The safety profile for pembrolizumab was established based on data from 411 patients enrolled in various studies. The most common side effects were fatigue, cough, nausea, pruritus, rash, decreased appetite, constipation, arthralgia, and diarrhea, according to the FDA.
Across the 411 patients, pembrolizumab was discontinued as a result of adverse reactions in 9% of patients. At the 2-mg/kg dose, the discontinuation rate was 6%. Immune-mediated adverse reactions included pneumonitis (2.9%), colitis (1%), hepatitis (0.5%), hypophysitis (0.5%), nephritis (0.7%), hyperthyroidism (1.2%), and hypothyroidism (8.3%).

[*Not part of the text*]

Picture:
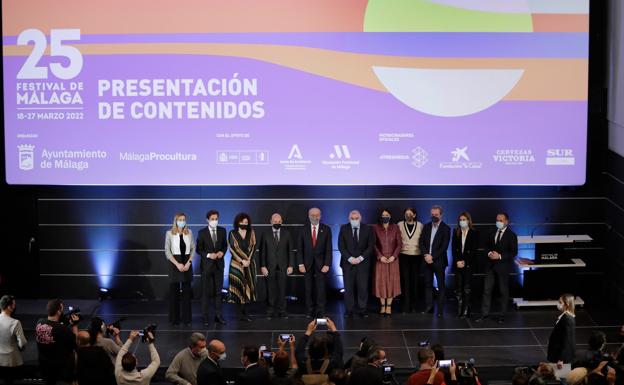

“The accelerated FDA approval of Keytruda is a meaningful development for patients with advanced melanoma,” Omid Hamid, MD, the director of the Melanoma Center at The Angeles Clinic and Research Institute, said in a press release. “Our new ability to target the PD-1 pathway with Keytruda is a very exciting step in the immunotherapy field.”
Pembrolizumab is a highly selective humanized monoclonal IgG4 antibody directed against the PD-1 receptor on the cell surface. The drug blocks the PD-1 receptor, preventing binding and activation of PD-L1 and PD-L2. This mechanism causes the activation of T-cell mediated immune responses against tumor cells.
Multiple clinical trials are currently underway exploring pembrolizumab across a variety of tumor types, including a phase II and III study investigating the agent for advanced melanoma. At this point, over 30 studies are exploring the drug.